The Saints' future is uncertain, but in four weeks time Lyles took dozens of young men, employees, and coaches on a roller-coaster ride of promises and dashed hopes.
"I worked day and night for five weeks," said Mary Ellen Martelli, of Mount Laurel, whom Lyles hired in September as the team's marketing and communications director. "For the longest time we didn't get paychecks," she said, "and then when we did they were returned for insufficient funds."
The Saints' field of dreams was the Pinelands Sports Center in Southampton, Burlington County, where 60 prospective players turned out in October and early November for tryouts. Each had paid $65, the standard fee in the American Indoor Football (AIF) league.
Other AIF teams include the Atlanta Sharks, Baltimore Mariners, Chicago Assassins, New York Wolves, Washington Eagles, and York Capitals.
"This is a lifelong dream of mine," said Dijon Thomas, 27, of Willingboro, who had come on a Tuesday night to try out at wide receiver. He was not employed, Thomas said, but was spending most of his days "getting in shape" for a spot with the Saints.
If he made it, he said, he hoped to land next on the A-level Philadelphia Soul arena team, and maybe even catch the eye of an NFL team like the Eagles.

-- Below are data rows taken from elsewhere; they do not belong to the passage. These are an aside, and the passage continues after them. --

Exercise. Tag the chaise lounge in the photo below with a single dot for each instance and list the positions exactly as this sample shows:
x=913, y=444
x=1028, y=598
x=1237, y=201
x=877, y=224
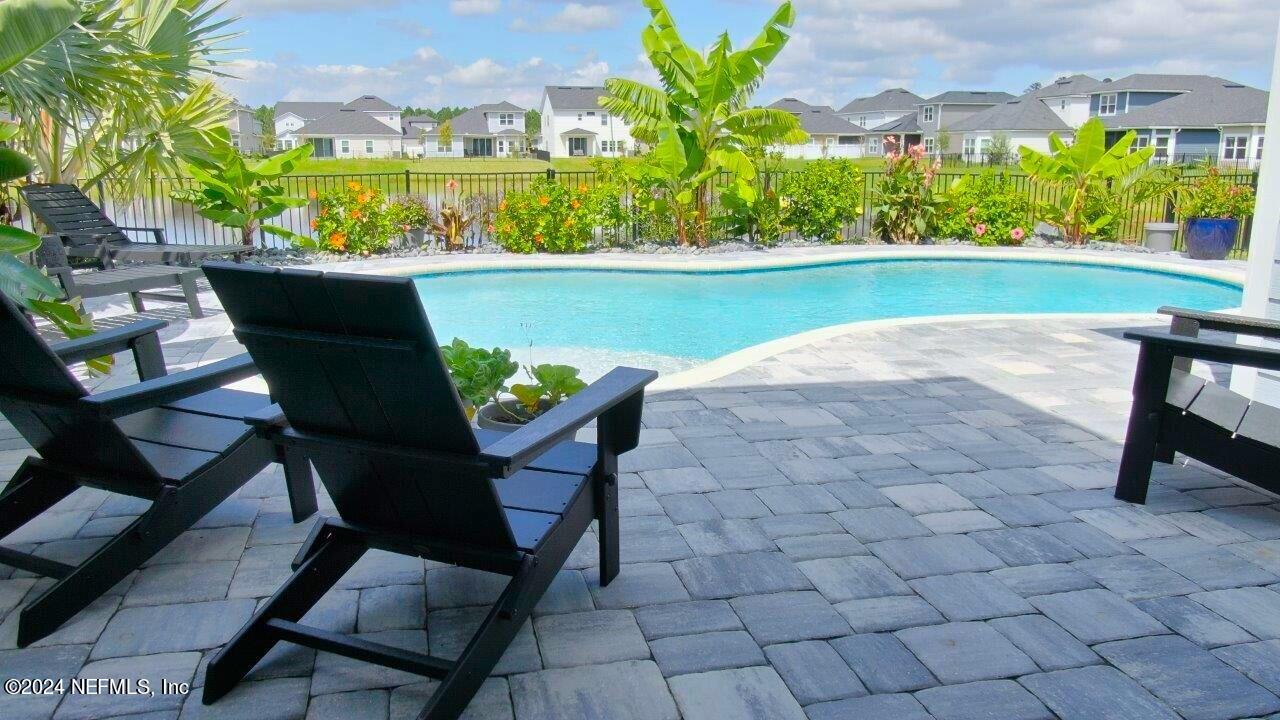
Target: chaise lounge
x=1175, y=411
x=87, y=232
x=375, y=410
x=178, y=441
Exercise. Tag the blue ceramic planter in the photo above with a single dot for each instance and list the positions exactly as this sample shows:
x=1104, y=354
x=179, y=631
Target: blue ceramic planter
x=1211, y=238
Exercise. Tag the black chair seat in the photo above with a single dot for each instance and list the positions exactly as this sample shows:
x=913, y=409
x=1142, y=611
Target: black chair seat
x=570, y=456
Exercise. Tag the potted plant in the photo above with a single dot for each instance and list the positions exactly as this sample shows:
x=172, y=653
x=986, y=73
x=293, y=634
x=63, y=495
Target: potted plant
x=549, y=387
x=414, y=215
x=1212, y=206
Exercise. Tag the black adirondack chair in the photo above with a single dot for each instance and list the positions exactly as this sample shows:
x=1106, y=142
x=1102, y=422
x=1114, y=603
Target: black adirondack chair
x=364, y=391
x=1175, y=411
x=87, y=232
x=179, y=441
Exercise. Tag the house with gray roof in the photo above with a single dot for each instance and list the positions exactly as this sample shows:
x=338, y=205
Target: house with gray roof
x=885, y=106
x=494, y=130
x=575, y=124
x=938, y=113
x=1185, y=118
x=830, y=135
x=365, y=127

Players earn about $200 per game, traveling to away games by bus.
'I had hopes'
Eric Childs, an Essex County corrections officer, also saw the Saints as a team where he could relive - and maybe realize - youthful dreams. "I had hopes of going pro," said Childs, 35, who played football in college and for a variety of arena teams.

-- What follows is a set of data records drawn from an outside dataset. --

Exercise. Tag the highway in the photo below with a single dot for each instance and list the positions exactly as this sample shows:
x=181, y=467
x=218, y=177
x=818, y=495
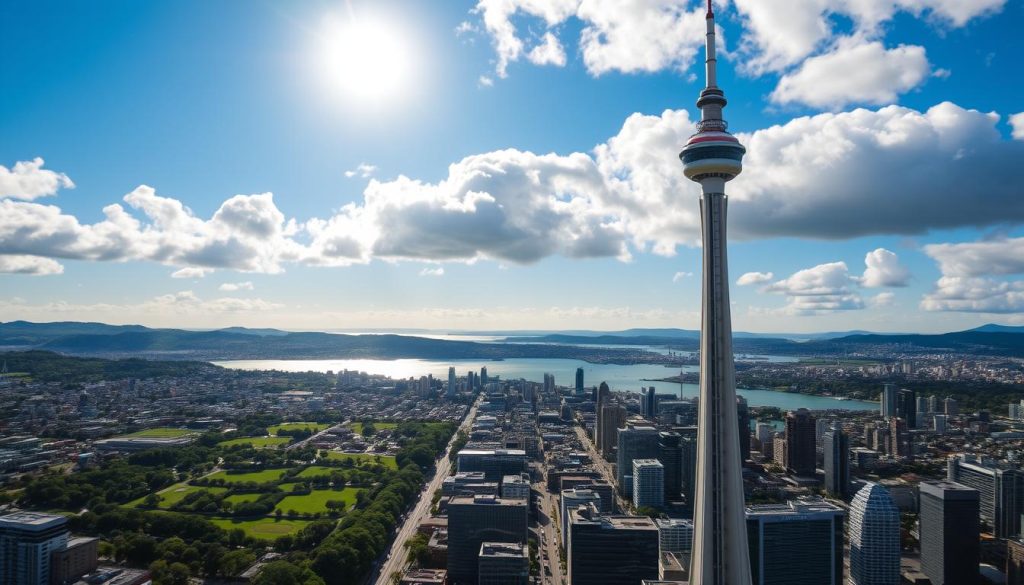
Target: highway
x=396, y=557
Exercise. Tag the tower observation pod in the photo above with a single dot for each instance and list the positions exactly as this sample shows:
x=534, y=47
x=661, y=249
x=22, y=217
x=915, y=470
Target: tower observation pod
x=712, y=157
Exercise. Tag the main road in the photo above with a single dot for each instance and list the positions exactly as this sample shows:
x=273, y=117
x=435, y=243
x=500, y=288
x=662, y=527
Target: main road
x=397, y=556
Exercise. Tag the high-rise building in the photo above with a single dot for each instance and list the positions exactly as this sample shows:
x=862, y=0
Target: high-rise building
x=671, y=455
x=800, y=443
x=610, y=549
x=837, y=462
x=28, y=541
x=1000, y=492
x=743, y=422
x=649, y=404
x=475, y=519
x=906, y=407
x=797, y=543
x=648, y=483
x=572, y=499
x=612, y=418
x=635, y=442
x=675, y=535
x=889, y=392
x=503, y=563
x=712, y=157
x=949, y=533
x=875, y=550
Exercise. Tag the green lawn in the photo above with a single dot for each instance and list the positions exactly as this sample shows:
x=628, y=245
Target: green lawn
x=381, y=425
x=239, y=498
x=386, y=460
x=264, y=529
x=257, y=442
x=316, y=500
x=160, y=432
x=264, y=476
x=316, y=471
x=176, y=493
x=317, y=426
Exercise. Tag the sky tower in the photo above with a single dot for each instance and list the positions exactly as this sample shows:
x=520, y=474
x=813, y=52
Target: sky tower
x=712, y=157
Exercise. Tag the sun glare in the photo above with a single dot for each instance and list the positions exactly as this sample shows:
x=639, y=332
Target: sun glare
x=366, y=59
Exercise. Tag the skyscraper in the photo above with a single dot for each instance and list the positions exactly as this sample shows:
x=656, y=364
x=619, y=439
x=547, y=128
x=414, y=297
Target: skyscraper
x=837, y=462
x=949, y=533
x=796, y=543
x=713, y=157
x=888, y=401
x=800, y=441
x=873, y=538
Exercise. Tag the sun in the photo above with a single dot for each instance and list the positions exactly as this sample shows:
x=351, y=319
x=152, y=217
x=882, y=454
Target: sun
x=366, y=58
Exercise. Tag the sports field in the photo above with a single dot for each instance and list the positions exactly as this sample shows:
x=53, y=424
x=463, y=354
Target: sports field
x=386, y=460
x=315, y=426
x=316, y=500
x=257, y=442
x=264, y=529
x=159, y=432
x=264, y=476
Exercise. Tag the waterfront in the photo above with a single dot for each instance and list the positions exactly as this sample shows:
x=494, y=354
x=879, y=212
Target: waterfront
x=617, y=377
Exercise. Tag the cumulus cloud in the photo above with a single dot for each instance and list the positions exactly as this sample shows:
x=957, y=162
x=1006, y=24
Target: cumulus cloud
x=28, y=179
x=231, y=287
x=754, y=279
x=855, y=72
x=974, y=277
x=22, y=264
x=884, y=269
x=363, y=170
x=1017, y=124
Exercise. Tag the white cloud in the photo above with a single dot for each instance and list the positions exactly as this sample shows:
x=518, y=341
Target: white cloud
x=361, y=170
x=20, y=264
x=1017, y=123
x=28, y=179
x=550, y=51
x=884, y=269
x=754, y=279
x=855, y=72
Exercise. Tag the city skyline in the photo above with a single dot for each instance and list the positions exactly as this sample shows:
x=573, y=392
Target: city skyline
x=507, y=153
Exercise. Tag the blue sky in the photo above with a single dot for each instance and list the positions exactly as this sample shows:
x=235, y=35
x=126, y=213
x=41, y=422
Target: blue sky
x=518, y=167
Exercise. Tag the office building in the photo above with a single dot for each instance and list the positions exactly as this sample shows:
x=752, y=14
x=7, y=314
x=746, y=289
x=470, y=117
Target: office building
x=675, y=535
x=28, y=541
x=712, y=157
x=503, y=563
x=635, y=442
x=496, y=463
x=889, y=401
x=797, y=543
x=837, y=462
x=800, y=443
x=875, y=546
x=648, y=484
x=1000, y=492
x=612, y=418
x=572, y=499
x=949, y=533
x=610, y=549
x=671, y=455
x=475, y=519
x=906, y=407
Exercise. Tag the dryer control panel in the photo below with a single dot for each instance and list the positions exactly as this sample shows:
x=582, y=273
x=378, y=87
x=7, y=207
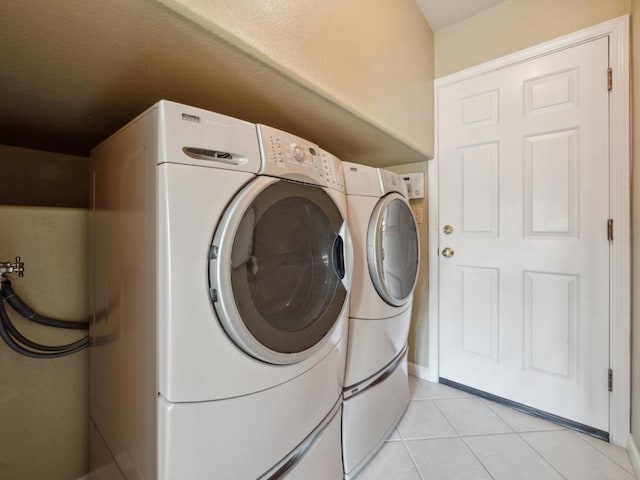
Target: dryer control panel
x=286, y=156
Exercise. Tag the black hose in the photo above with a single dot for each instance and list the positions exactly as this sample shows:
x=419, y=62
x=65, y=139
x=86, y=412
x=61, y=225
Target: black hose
x=15, y=333
x=29, y=313
x=8, y=339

Age was not an obstacle to his playing semipro arena ball, Childs said. "I use my mental and physical abilities rather than the speed of youth."

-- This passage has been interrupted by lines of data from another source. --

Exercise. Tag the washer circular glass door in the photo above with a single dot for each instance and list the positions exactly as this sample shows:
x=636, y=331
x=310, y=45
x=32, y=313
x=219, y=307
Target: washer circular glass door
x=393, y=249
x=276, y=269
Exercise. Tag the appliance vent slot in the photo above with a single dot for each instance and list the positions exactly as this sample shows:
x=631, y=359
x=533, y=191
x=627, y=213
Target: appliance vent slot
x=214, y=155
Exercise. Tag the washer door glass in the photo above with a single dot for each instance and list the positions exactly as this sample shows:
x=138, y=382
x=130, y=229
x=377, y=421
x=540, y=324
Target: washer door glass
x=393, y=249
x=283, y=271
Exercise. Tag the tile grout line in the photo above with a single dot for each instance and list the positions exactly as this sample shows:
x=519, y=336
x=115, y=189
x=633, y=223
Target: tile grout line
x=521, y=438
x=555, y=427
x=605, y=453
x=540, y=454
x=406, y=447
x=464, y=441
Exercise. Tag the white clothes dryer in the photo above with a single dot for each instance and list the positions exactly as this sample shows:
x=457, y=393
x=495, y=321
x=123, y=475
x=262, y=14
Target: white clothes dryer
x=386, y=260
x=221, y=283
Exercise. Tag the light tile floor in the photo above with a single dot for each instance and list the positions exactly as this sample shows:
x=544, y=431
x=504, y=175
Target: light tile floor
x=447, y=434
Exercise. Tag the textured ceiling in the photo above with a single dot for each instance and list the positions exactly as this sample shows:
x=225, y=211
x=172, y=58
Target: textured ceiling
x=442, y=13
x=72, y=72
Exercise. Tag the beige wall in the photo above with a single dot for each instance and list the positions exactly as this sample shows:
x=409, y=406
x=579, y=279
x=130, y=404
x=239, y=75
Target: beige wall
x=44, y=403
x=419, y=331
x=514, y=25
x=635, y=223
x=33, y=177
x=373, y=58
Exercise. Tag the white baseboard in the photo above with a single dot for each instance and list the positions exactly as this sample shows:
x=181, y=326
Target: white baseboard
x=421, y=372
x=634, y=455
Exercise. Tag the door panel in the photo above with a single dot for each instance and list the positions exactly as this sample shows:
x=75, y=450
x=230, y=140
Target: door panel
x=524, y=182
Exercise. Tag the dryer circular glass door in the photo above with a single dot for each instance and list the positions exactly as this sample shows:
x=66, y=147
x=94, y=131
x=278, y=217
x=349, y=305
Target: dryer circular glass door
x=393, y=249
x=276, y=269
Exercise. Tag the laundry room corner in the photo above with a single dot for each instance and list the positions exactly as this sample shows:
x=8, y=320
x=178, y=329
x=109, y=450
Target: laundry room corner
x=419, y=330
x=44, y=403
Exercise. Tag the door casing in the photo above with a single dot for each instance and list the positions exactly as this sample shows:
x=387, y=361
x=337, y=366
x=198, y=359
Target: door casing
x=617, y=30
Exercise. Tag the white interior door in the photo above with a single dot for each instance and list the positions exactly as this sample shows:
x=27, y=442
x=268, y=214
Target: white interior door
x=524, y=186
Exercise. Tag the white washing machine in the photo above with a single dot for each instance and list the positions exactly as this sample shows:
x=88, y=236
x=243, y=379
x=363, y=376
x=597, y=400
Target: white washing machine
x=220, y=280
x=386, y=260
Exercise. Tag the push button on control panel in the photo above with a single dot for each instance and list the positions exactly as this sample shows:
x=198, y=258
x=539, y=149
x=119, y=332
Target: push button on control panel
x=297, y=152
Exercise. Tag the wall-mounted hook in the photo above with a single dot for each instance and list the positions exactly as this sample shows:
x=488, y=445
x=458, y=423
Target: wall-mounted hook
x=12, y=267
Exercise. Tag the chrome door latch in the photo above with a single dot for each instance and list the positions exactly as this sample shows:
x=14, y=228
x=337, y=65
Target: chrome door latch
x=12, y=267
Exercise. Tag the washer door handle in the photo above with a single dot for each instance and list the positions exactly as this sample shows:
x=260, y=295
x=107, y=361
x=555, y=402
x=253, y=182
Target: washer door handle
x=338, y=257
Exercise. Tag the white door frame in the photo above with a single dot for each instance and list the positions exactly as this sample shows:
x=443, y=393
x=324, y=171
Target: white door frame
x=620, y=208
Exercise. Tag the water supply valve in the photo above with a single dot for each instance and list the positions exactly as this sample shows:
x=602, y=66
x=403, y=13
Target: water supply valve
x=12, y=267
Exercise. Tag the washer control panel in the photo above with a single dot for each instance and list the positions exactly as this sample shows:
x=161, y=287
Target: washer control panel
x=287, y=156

Coy Meekins, 20, of Westampton, another prospective player, said Thursday he learned early in the week the Saints were dissolved and was "pretty disappointed." But on Wednesday he received a text message saying the team was meeting Sunday afternoon at the practice field.
"I heard Randy Lyles is no longer with them," said Meekins, adding that he had "no idea" who might be reviving the team or who had sent the message.
In a text message Friday to The Inquirer, Lyles wrote: "I don't have anything to do with the Saints any more. I'm done!"
Alex Samuelian, owner of the Pinelands Sports Center, confirmed Friday that the team had rented his field for a two-hour practice this Sunday.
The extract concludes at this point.